The “protesters” began throwing rocks, glass bottles, and chunks of concrete. I was out there ALL day. There wasn’t any construction going on. There wasn’t a pile of concrete or bricks anywhere to be seen. All I saw were younger people with heavy backpacks. THEY WERE GRABBING CHUNKS OF CONCRETE FROM THEIR BACKPACKS TO THROW AT US. Why is that important? Why would you carry chunks of concrete to a protest? Because you PLAN on using/throwing the concrete… When the concrete began to rain down on us, it came from ALL directions. What does that mean? It was COORDINATED. THEY PLANNED TO ASSAULT US WITH CONCRETE. I didn’t realize until later, but I have to tell you… it really pissed me off when I thought about the situation I had just experienced. As they were throwing these items, the Officers tried to protect us by using less-lethal means (OC/CS/etc). NO LETHAL FORCE WAS USED. Could the Seattle Police Department use lethal force in that situation? Absolutely… a chunk of concrete to the head can KILL someone…
What NO ONE realizes, because the media is bias as hell, at least three police officers were injured that day before SPD used less-lethal means to de-escalate the situation. One Officer took a chunk of concrete to his right eye… last I heard, he’s expected to LOSE his eye. I retrieved a video from that confrontation with the “protesters.” You can see items flying towards us as SPD deploys OC (pepper spray). Notice the second use of OC, the long burst? That was over my right shoulder next to my head. I got some OC contamination from that, which was okay because I was trained for it… The crowd continued to throw concrete. At least two pieces of concrete hit my shield. I later took a picture of my shield, WHICH WAS BRAND NEW, to show the extent of crap being thrown at us.
SPD then deployed CS gas. We had planned for this possibility, telling the squad on deck to come relieve us after they put their mask on. Unfortunately, that didn’t happen. As CS was deployed, the crowd began to throw the CS canisters back towards us along with more concrete. I couldn’t put my mask on since I would have had to drop my shield to do so. I was currently protecting SPD Officers and I wasn’t going to allow the Officers behind me to get hurt. So, as Guardsman were pulled off the line by other Guardsman and SPD, I HELD MY GROUND. I’ve been through the CS gas chamber with the U.S. Army, but this was so much worse. I stood there, trying to breathe for as long as I could.

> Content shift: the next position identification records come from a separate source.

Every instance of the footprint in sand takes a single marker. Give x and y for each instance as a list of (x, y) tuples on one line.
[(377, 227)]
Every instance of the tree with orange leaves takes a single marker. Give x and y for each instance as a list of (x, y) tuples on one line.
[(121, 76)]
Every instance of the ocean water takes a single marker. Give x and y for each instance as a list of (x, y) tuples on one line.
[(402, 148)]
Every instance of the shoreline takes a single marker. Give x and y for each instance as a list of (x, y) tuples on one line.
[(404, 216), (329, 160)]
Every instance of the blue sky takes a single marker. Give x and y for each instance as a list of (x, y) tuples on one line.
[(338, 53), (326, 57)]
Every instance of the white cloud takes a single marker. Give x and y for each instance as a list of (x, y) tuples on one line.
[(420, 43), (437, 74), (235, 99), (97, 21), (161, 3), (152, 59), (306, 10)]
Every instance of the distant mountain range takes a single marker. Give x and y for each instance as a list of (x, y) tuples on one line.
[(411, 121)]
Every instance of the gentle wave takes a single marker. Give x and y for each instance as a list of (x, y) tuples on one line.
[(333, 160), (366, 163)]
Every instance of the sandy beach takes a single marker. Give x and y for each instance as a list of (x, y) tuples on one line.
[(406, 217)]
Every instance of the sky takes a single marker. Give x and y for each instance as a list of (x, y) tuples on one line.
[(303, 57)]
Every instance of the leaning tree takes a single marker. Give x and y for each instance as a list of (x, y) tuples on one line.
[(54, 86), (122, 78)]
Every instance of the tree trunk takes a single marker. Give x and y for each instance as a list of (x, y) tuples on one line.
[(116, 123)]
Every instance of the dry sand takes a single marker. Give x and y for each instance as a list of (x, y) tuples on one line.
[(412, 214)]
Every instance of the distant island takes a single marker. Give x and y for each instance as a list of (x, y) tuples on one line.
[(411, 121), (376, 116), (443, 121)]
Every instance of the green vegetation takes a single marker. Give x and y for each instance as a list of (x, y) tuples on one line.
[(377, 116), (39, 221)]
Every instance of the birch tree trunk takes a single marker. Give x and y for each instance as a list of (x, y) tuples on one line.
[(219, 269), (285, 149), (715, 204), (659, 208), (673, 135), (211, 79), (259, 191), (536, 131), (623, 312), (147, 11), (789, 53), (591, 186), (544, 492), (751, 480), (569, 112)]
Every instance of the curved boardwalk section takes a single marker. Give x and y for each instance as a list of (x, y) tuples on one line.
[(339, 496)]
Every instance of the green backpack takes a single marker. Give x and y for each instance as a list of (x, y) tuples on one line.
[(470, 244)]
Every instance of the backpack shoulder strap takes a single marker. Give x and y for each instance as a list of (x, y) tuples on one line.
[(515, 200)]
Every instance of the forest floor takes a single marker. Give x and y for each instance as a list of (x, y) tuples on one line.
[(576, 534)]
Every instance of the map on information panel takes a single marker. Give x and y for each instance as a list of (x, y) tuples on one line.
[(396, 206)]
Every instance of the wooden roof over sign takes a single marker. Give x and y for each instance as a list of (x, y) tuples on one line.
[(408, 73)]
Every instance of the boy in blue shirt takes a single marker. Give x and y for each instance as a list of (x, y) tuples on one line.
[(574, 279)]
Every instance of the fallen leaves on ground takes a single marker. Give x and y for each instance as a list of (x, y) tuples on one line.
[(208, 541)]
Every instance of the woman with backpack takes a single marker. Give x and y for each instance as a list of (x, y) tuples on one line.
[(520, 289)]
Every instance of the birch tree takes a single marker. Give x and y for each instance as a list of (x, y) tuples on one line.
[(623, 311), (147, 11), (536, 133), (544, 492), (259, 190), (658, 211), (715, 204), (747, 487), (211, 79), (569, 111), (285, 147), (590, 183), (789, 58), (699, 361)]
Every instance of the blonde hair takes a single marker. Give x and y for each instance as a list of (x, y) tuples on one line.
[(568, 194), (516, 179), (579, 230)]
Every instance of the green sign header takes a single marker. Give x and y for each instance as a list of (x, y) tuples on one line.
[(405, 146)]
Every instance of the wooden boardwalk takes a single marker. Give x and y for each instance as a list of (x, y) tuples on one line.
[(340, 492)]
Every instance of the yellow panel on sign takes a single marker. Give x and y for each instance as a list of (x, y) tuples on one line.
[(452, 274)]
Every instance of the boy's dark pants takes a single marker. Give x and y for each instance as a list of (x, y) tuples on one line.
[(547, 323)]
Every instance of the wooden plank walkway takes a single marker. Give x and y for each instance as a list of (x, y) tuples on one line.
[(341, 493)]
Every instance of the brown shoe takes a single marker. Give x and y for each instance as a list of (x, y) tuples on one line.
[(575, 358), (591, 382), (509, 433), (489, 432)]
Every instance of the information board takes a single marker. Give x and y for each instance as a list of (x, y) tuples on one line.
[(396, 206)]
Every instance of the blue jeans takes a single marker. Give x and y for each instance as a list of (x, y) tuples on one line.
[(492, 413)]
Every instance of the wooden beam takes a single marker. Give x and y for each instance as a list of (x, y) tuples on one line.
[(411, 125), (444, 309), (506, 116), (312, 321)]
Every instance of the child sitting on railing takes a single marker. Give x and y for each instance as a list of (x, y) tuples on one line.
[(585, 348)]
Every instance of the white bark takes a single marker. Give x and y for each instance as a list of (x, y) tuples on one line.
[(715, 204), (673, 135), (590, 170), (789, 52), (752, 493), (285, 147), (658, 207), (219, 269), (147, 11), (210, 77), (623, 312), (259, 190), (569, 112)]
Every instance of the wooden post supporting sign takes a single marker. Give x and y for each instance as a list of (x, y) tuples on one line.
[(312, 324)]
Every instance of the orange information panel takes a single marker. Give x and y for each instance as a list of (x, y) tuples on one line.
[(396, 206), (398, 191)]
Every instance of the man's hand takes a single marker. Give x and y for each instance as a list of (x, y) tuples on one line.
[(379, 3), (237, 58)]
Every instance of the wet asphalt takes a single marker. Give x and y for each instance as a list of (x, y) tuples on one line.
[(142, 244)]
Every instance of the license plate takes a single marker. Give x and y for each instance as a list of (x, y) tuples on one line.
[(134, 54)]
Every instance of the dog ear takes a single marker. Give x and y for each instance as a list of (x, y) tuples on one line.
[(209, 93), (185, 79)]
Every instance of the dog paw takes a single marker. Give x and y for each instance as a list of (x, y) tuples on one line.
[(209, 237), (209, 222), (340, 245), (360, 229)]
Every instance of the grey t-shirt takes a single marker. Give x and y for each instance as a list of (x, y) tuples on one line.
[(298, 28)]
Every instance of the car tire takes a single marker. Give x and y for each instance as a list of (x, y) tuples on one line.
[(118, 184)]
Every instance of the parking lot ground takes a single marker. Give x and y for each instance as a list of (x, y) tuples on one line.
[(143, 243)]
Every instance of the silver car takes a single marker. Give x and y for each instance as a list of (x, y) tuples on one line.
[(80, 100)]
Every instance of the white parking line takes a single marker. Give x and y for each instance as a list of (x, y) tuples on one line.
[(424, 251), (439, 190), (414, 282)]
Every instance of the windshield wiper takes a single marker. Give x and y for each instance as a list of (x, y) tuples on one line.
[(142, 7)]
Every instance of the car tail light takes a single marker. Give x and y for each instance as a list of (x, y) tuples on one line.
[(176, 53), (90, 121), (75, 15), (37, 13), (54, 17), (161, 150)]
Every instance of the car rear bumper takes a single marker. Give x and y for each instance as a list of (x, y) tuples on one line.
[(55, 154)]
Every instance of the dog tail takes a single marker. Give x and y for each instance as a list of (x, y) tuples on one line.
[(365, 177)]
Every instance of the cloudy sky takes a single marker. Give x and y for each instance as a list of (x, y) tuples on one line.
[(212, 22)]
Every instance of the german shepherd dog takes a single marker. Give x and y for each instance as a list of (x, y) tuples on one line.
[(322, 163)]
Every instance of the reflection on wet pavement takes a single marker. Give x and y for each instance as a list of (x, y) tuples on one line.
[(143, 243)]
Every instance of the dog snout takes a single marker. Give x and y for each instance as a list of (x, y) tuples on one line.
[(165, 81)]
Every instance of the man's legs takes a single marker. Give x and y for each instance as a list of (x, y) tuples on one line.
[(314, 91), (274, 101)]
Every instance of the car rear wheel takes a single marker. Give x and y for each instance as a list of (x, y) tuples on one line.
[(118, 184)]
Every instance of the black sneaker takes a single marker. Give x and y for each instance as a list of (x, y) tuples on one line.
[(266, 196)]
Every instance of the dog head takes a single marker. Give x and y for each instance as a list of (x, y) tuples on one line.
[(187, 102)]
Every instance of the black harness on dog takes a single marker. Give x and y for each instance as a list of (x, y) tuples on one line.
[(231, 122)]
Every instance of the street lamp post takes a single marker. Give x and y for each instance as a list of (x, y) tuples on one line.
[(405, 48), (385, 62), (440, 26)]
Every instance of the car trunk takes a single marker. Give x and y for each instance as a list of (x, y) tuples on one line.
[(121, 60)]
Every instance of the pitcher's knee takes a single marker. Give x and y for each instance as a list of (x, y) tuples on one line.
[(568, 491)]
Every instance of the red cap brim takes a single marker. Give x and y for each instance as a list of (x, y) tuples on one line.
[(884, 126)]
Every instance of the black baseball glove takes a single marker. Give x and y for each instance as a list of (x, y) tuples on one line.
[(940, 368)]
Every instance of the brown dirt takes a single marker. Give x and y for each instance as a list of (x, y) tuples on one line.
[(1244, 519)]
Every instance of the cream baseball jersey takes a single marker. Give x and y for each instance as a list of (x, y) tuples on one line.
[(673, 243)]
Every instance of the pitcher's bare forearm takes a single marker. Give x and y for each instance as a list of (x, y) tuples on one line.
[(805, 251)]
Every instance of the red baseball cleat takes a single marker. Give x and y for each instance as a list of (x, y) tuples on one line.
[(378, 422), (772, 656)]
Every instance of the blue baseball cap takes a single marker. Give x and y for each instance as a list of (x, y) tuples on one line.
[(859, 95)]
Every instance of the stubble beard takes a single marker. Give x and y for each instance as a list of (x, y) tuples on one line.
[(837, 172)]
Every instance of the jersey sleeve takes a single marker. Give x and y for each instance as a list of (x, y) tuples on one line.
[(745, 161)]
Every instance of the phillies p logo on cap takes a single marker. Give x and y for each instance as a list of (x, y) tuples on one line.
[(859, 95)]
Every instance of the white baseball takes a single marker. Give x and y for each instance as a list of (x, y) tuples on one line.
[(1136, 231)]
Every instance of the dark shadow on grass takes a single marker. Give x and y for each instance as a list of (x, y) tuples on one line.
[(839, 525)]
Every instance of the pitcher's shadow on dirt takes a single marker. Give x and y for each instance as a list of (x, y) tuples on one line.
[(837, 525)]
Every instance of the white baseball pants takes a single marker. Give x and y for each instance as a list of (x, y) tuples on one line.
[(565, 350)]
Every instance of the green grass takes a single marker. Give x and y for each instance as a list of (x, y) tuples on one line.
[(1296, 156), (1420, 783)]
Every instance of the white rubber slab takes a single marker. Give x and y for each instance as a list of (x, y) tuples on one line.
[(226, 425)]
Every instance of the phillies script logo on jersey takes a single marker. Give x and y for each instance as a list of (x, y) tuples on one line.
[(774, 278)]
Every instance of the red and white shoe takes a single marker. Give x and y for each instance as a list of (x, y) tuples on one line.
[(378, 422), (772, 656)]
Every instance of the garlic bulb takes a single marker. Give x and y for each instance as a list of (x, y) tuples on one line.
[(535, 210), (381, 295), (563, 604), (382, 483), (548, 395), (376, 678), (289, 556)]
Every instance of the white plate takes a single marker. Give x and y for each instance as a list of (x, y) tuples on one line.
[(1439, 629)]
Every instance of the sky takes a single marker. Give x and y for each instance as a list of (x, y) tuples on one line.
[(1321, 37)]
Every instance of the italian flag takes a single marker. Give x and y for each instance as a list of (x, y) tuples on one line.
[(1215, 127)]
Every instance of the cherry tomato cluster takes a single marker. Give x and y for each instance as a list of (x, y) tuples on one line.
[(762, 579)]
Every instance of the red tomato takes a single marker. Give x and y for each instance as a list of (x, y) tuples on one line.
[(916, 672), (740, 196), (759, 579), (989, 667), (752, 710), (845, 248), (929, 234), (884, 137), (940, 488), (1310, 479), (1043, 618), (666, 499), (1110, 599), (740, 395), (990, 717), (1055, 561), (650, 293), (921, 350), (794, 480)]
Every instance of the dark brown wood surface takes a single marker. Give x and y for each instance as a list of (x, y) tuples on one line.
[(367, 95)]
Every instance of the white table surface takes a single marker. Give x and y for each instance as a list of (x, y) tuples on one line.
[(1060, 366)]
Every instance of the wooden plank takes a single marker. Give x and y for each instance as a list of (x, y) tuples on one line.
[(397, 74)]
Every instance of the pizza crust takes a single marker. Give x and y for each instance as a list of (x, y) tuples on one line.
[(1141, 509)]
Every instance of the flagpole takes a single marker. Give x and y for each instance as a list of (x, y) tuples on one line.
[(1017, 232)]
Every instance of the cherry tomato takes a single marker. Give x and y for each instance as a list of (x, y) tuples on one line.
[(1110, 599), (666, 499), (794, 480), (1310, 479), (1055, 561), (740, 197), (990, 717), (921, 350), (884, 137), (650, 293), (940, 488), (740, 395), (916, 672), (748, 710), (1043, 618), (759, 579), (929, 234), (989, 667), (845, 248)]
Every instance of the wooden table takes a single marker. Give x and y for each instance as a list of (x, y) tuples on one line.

At one point, I looked forward, and saw a female pointing a black pipe towards me. My thought in that moment: “You’ve got to be kidding me… they’re using potato guns too?!” As she turned to her right, I noticed it was a leaf blower. A “PROTESTER” brought a leaf blower to blow CS gas towards us… (It’s not like they were anticipating that, right?!) As the clouds of CS were parting due to her efforts, I saw a male… wearing a black hoodie, with the hoodie up, a bandanna, black pants, and a black backpack, in a throwing position. I watched as he threw a large piece of concrete (at least 5” x 5”), that was shaped in a triangle, directly at me. As it hit my shield (notice the white impact mark on the picture), I thought to myself… if I was armed, I would have shot him… The cloud of CS overtook me. As I struggled to breathe, I looked to my left and NO ONE was there. I looked to my right and saw only ONE OTHER SOLDIER. I began to fall back as a sea of navy blue rushed forward. SPD and the Washington State Patrol to the rescue! I returned to a rally point, dropped my shield, put on my gas mask, and began helping other soldiers that had been out on the line. As the smoke began to clear, I took a couple photos to remember this moment and the anger that flooded my emotions.